However, select growth indicators are showing signs of reversal in trend. The manufacturing sector PMI expanded for the second consecutive month to the highest level since February 2013 to 52.0 in May 2017, suggesting further improvement.
Trade balance has remained largely positive in the last five years. There has been steady decline in Brazilian exports from pre-crisis level of $242 bn in 2013 to $185 bn in 2016, due to slow economic growth. In the same period, imports fell gradually from $240 bn to $137 bn. Brazil’s primary exports include Iron ore and Soybean. During the same period, Iron Ore exports were hit due to weak prices. While minor decline was also evident in Soybean exports.
Despite a decline in the trade activity, things seem to be turning around for both exports and imports in 2017. A bumper harvest is expected to boost agricultural production and exports. Brazil recorded a trade surplus of $7.7 bn in May 2017—highest monthly surplus since 1989. Reflecting the recovery, the total balance in the first five months of 2017 amounting to $29 bn is the highest in history for the period. Brazilian Real has remained fairly range-bound since the start of the year till date. However, the currency depreciated by 9% following the corruption charges on President Michel Temer.

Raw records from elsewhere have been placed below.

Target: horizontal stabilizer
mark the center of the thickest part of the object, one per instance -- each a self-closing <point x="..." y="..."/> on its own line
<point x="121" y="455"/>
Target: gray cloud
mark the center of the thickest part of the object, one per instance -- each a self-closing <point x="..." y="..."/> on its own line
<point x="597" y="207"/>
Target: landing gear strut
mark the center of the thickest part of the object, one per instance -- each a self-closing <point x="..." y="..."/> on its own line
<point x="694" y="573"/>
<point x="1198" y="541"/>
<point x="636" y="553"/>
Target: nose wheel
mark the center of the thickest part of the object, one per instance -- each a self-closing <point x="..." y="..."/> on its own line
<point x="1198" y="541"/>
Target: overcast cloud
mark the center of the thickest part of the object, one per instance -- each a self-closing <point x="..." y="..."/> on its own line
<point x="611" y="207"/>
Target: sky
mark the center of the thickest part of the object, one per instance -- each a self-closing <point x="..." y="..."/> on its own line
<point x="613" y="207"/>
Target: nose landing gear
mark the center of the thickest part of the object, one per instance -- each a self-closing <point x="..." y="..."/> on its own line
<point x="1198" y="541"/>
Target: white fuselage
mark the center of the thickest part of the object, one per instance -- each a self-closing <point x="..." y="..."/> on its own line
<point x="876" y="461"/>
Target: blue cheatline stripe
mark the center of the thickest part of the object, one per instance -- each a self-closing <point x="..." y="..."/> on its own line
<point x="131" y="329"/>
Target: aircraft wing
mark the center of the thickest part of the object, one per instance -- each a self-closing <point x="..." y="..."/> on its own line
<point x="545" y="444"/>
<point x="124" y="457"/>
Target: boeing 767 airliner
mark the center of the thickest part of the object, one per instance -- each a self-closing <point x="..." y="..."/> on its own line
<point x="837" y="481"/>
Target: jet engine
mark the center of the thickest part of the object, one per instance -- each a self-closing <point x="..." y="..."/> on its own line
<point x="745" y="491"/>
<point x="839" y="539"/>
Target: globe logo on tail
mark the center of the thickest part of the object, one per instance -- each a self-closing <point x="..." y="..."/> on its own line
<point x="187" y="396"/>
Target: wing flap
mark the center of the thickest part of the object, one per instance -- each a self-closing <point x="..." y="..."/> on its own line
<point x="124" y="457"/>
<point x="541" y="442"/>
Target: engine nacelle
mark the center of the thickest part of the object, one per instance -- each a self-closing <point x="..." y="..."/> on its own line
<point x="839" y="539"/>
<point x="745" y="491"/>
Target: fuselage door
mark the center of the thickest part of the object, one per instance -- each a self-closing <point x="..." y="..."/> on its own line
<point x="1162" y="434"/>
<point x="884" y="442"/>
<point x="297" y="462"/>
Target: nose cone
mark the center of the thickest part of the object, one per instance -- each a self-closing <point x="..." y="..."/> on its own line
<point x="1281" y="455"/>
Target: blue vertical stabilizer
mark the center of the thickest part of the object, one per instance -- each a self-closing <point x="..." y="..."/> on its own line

In the same period, Brazilian financial and bond markets also reacted strongly. Brazil’s Bovespa stock index declined by 10% to 61597 in over two days—its biggest decline since the 2008. Meanwhile, the 10-year government bonds yields rose by 185 bps to 11.77. The Brazilian government has approved an austerity measure to cap public spending to the rate of inflation for 20 years along with social security reforms to gradually reduce Brazil’s high budget deficit—at $49.6 bn in 2016. Spending cuts will be largely on social and welfare services. The pension expenditures are seen as a burden on government finances. Structural problems continue to pose challenges to growth in Brazil. The uncertainty surrounding the President’s political future coupled with opposition from the masses could paralyse Brazil’s ongoing effort to enact fiscal reforms. It would be crucial for Brazil to address the inherent structural issues in order to bring the economy back on track.